Oh and I have applied for early declaration of suitability to make sure I can actually get admitted to practice – it would be a shame to do the PLT/GDLP only to be told I’m so not decent enough … but again, no pressure at all, it wasn’t hard to do a Statutory Declaration and confess I’ve not been all glowing and positive about the law on this lil blog (sigh … honesty is a curse, yes? ).
Then there’s a couple of other things which I have discussed on the blog (from memory) and with the WA Legal Profession Complaints Committee (definitely) but I didn’t talk to my friends about it while our case was happening … so I’ve been oversharing but keeping things secret which sounds really stupid when you put it like that haha. But I had to have a couple of character references to go with the application and I wanted to tell the people (giving the references) in person about what I was confessing to in the Stat Dec since I hadn’t discussed it with them before. They have to say they know about the ‘thing’ I’m admitting to having done and if I haven’t told them then that’s a bad thing … and I don’t do bad that good so ……… oh God that sounds so convoluted hahaha – sorry to make you read that, but it has been worrying me because to me it’s such a big, big thing and it brought the worst aspects of our case back to the fore … which sucks but at least I know I’ve almost recovered from the ordeal – and this should give others hope at least . And the mysterious ‘thing’ is I believe I lied, and I hate lying, and other than social lies I tend to not do it (why yes, I really am 21, since you ask) … so there, oversharing continues but dem’s the breaks .

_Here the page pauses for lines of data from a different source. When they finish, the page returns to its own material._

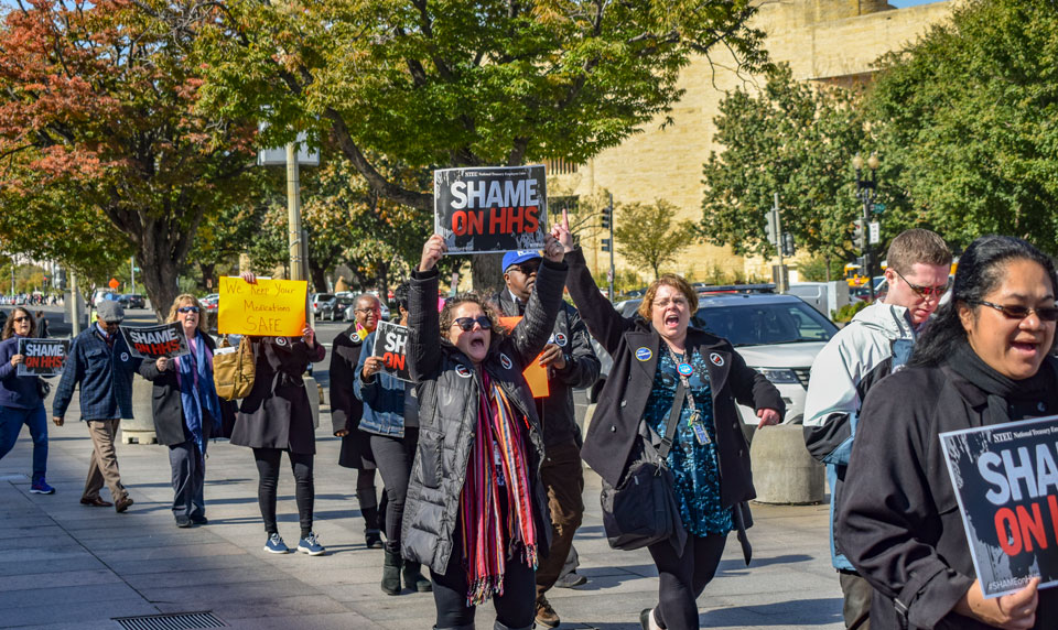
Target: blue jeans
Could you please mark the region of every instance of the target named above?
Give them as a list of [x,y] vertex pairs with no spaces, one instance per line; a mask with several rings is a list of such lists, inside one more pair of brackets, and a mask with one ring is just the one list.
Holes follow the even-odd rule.
[[47,469],[47,415],[43,402],[34,409],[0,406],[0,458],[14,448],[23,424],[30,427],[33,438],[33,482],[42,481]]

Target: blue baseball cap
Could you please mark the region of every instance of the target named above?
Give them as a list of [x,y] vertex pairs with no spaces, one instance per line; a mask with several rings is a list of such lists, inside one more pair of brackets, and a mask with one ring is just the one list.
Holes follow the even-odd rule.
[[512,264],[519,264],[528,260],[537,260],[540,258],[540,252],[535,249],[518,249],[515,251],[508,251],[504,254],[504,273],[507,273],[507,270],[510,269]]

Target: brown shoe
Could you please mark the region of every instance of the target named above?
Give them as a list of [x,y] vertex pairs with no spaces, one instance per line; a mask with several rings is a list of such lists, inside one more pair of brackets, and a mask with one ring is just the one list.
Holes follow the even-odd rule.
[[121,512],[128,510],[129,506],[131,504],[132,504],[132,497],[129,497],[128,495],[126,495],[125,497],[121,497],[120,499],[118,499],[118,502],[114,504],[114,510],[120,514]]
[[559,623],[561,623],[559,616],[554,612],[554,608],[551,608],[548,598],[542,595],[537,597],[537,626],[558,628]]

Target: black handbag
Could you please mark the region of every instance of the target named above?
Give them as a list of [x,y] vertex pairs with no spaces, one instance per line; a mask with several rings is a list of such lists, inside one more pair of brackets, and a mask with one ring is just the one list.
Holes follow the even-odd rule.
[[631,551],[662,541],[672,543],[677,553],[683,550],[687,530],[676,503],[672,471],[666,457],[676,437],[684,395],[681,382],[672,401],[660,448],[655,449],[647,439],[640,437],[641,454],[628,466],[617,487],[603,480],[600,495],[603,529],[609,546],[615,550]]

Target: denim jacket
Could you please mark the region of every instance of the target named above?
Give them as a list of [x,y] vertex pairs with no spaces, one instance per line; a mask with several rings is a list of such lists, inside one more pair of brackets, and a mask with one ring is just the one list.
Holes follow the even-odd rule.
[[[364,348],[375,347],[375,333],[364,339]],[[404,381],[386,372],[375,374],[364,382],[364,365],[371,352],[360,352],[353,372],[353,393],[364,402],[360,431],[392,437],[404,436]]]

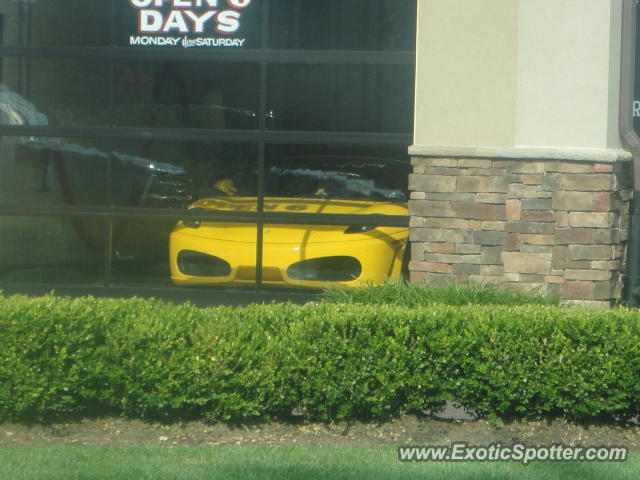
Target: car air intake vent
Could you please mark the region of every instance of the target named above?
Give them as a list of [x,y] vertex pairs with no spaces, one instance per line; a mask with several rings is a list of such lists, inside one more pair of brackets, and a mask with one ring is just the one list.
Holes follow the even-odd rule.
[[362,273],[362,265],[353,257],[323,257],[294,263],[287,275],[295,280],[349,282]]
[[226,277],[231,275],[231,265],[221,258],[182,250],[178,254],[178,268],[184,275],[193,277]]

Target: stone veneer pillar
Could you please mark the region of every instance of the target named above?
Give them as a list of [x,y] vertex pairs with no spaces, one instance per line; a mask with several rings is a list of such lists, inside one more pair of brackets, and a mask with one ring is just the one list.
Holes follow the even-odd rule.
[[412,157],[411,279],[621,296],[631,162]]

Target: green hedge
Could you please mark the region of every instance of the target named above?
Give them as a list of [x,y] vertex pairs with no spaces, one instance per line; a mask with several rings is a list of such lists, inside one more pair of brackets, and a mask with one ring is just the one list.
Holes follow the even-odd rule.
[[636,311],[0,297],[0,420],[640,413]]

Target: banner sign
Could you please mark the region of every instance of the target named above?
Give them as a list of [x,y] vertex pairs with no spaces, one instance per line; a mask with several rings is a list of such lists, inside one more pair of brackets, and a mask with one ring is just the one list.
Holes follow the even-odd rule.
[[252,0],[129,0],[138,18],[131,46],[244,47],[243,15]]

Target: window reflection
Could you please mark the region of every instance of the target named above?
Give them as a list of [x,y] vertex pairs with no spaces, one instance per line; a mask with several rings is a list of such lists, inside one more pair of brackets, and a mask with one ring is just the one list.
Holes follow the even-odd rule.
[[47,118],[39,125],[254,129],[258,124],[256,64],[112,65],[85,59],[9,58],[4,60],[3,76],[2,103],[28,102]]
[[271,128],[347,132],[412,131],[413,67],[272,65]]

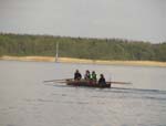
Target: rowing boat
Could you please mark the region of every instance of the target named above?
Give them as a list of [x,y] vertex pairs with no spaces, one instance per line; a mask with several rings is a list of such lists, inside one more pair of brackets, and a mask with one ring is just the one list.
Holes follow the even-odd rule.
[[101,88],[110,88],[111,82],[106,82],[106,84],[98,84],[96,81],[86,81],[86,80],[66,80],[68,85],[72,86],[87,86],[87,87],[101,87]]

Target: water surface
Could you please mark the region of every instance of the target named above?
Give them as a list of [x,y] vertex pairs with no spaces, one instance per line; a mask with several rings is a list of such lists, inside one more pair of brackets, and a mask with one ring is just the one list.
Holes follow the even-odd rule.
[[[133,85],[72,87],[75,69]],[[165,126],[166,69],[0,61],[0,126]]]

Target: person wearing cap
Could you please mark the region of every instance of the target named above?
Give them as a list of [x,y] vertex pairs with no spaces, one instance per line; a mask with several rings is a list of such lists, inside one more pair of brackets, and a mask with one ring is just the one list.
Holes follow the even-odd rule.
[[105,84],[106,84],[105,77],[104,77],[103,74],[101,74],[101,77],[100,77],[100,80],[98,80],[98,84],[100,84],[100,85],[105,85]]
[[75,73],[74,73],[74,80],[81,80],[81,78],[82,78],[82,75],[79,72],[79,70],[76,70]]

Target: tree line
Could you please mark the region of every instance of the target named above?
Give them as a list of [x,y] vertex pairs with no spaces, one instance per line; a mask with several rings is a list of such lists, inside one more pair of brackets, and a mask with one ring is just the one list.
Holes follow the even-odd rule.
[[91,60],[166,61],[166,42],[0,33],[0,56],[59,56]]

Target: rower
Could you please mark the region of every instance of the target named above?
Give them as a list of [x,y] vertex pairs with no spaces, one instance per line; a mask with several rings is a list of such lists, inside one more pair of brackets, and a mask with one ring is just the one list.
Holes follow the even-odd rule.
[[105,77],[104,77],[103,74],[101,74],[101,77],[100,77],[100,80],[98,80],[98,84],[100,84],[100,85],[106,85]]
[[81,75],[81,73],[79,72],[79,70],[76,70],[75,73],[74,73],[74,80],[80,81],[81,78],[82,78],[82,75]]

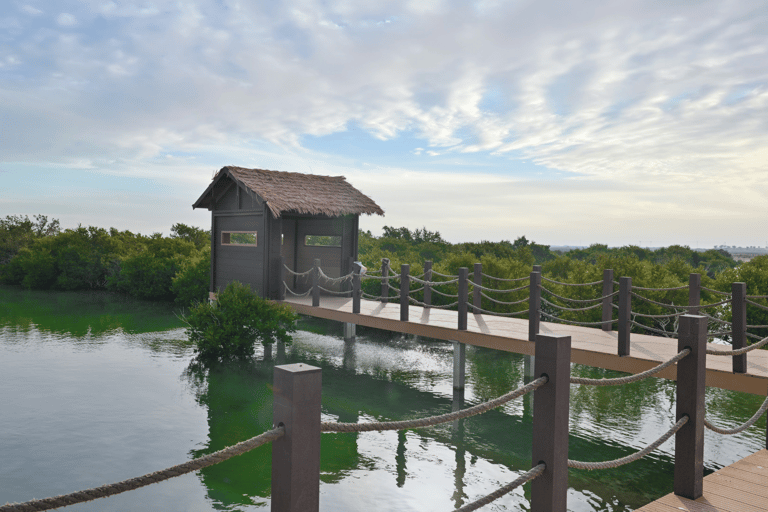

… and that’s you all caught up with what’s been happening in my world. I’ve been busy, stressed, blessed and doing my best to go with the flow. Who knows what tomorrow will bring? I’m still making plans and hopefully some of those will come off spectacularly well … I’m just glad I’m still here to watch the world go by and I intend to shake the living shit out of life while I still can.
Have a great day, hope life hasn’t sucked the joy out of you, will hopefully not leave it so long to give you the next riveting update. Hopefully I will find the time to write about the Royal Commission into banking kerfuffle … that has been an epic thingy for a while now, and you’d think I’d be all over it on here. I will get back into the fray shortly – with all guns blazing I imagine … we’ll see.